И не побежал бы — если бы Борбосыч со своей самоуверенностью, безнаказанностью не стал уже казаться пособником в смерти Аллы. Это не вмещалось ни в какую логику — и с каждой минутой становилось все несомненнее Вячеславу Ивановичу! Самим существованием! Потому и Старунский гоняется за интеллигентными конвертами без марок, потому и сам Вячеслав Иванович со своими крошками — потому что есть на свете процветающий Борбосыч! Так и получилось само собой, что разоблачение Борбосыча вдруг разом вошло в долг Вячеслава Ивановича перед памятью Аллы.

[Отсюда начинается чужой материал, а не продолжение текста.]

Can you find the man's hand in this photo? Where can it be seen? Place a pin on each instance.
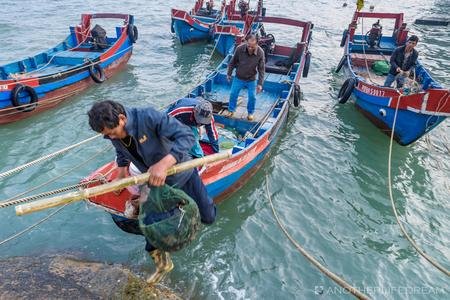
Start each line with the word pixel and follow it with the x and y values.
pixel 123 172
pixel 258 88
pixel 158 171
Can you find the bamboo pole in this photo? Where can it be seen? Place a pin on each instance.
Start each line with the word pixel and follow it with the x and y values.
pixel 115 185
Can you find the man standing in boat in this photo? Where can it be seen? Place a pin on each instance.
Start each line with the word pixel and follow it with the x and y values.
pixel 403 60
pixel 153 142
pixel 248 59
pixel 195 113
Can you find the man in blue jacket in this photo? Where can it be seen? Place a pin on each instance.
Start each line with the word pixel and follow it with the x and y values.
pixel 153 142
pixel 403 60
pixel 195 113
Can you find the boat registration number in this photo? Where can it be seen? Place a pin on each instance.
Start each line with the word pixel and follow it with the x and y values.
pixel 372 91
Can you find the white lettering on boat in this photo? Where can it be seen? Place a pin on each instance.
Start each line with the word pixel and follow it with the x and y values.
pixel 371 91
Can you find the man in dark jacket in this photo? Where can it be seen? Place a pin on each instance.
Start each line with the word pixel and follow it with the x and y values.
pixel 403 60
pixel 153 142
pixel 248 59
pixel 195 113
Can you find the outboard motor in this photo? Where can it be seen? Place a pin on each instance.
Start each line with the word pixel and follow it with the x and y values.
pixel 375 33
pixel 243 7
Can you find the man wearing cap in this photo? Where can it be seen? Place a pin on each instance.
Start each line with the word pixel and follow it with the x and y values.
pixel 194 113
pixel 153 142
pixel 403 60
pixel 248 59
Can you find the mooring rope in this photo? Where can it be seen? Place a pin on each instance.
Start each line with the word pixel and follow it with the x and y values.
pixel 57 177
pixel 403 230
pixel 48 193
pixel 308 256
pixel 46 157
pixel 16 235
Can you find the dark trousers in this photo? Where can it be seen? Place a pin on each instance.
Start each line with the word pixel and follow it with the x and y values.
pixel 195 188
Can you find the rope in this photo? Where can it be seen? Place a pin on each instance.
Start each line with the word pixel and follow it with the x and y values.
pixel 311 259
pixel 46 157
pixel 49 193
pixel 32 226
pixel 420 251
pixel 58 177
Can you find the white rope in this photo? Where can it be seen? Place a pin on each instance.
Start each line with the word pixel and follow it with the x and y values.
pixel 309 257
pixel 46 157
pixel 59 176
pixel 14 236
pixel 403 230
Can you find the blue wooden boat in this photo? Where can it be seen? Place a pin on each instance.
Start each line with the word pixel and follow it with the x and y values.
pixel 196 25
pixel 250 141
pixel 199 24
pixel 42 81
pixel 422 104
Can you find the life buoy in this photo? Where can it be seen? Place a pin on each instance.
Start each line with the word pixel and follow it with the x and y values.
pixel 297 94
pixel 97 73
pixel 346 90
pixel 341 63
pixel 344 37
pixel 16 95
pixel 307 63
pixel 133 33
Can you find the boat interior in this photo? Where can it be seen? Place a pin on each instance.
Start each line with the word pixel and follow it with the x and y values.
pixel 363 57
pixel 63 56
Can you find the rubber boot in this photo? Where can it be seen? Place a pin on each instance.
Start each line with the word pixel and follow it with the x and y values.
pixel 163 264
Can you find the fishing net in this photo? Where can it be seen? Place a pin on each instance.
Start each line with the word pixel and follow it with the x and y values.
pixel 169 219
pixel 381 67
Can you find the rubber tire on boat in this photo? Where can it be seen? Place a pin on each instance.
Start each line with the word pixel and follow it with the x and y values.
pixel 344 38
pixel 98 77
pixel 341 63
pixel 297 94
pixel 133 33
pixel 346 90
pixel 307 63
pixel 16 94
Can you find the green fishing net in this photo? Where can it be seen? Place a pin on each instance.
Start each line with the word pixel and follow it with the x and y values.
pixel 169 219
pixel 381 67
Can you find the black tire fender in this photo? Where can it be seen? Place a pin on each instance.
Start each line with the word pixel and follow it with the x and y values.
pixel 297 95
pixel 346 90
pixel 15 95
pixel 341 63
pixel 97 73
pixel 133 33
pixel 307 63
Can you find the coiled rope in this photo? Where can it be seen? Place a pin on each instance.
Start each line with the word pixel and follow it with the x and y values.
pixel 14 236
pixel 48 193
pixel 57 177
pixel 46 157
pixel 354 291
pixel 403 230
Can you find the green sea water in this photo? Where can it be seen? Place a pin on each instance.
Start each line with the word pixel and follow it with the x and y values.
pixel 327 174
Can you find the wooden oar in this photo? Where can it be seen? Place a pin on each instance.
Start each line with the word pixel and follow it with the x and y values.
pixel 114 186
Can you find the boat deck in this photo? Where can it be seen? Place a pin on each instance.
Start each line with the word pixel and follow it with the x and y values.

Правда, тут же оказалось, что Борбосыча защищает и укоренившийся с детства предрассудок: что жаловаться, доносить — позор. Предрассудок, возведенный в детдоме в жестокий закон: ябед там презирали и беспощадно били. Тогда это казалось Славе Суворову бесспорно справедливым. Сейчас он в этом усомнился. Был у них мальчик по имени Веня — маленький и хилый даже среди не пышущих здоровьем послевоенных детдомовцев. Прозывался он Клячей. За что его невзлюбили, Слава и тогда не знал. Скорее всего, в них бушевал жестокий детский инстинкт, заставляющий гнать слабого. К тому же Кляча иногда писался по ночам. Кто его не шпынял, кто не бил мимоходом! И Слава в том числе. Ему не приходило на ум, что Кляча чувствует то же, что сам он чувствует, когда попадается в плохую минуту под руку Царю Зулусу, — или даже вымещал на Кляче то, что терпел от Зулуса? Столкнуть Клячу в грязь считалось вполне естественным и остроумным. Взрослому и вообразить трудно весь беспросветный ужас, в котором живет такой отверженный и гонимый. Взрослого все же защищает закон, мальчишку — нет, потому что закон олицетворяют как раз взрослые, а пожаловаться им невозможно. И Кляча не жаловался: он знал, что будет только хуже, гораздо хуже!
Однажды Слава для смеха вылил Кляче за шиворот чернильницу — и Клячу же вдобавок наказали, за то что не бережет казенное белье, которое покупается на народные деньги, а народ и так во всем себе отказывает, восстанавливая разрушенное войной хозяйство… Кляча не выдал — и никому не показалось это геройством, никого не усовестило… До чего же стыдно вспоминать! И как был бы прав, каким настоящим героем стал бы Кляча, если бы пожаловался! Как позорен этот детский закон молчания, ничем, по сути, не отличающийся от закона молчания мафии, и как прекрасны и мужественны ябеды! И если бы Вячеслав Иванович сейчас поддался предрассудку, счел бы позором заявить в милицию, он бы уподобился бедному Кляче, которому более сильные негодяи могли безнаказанно лить чернила за шиворот.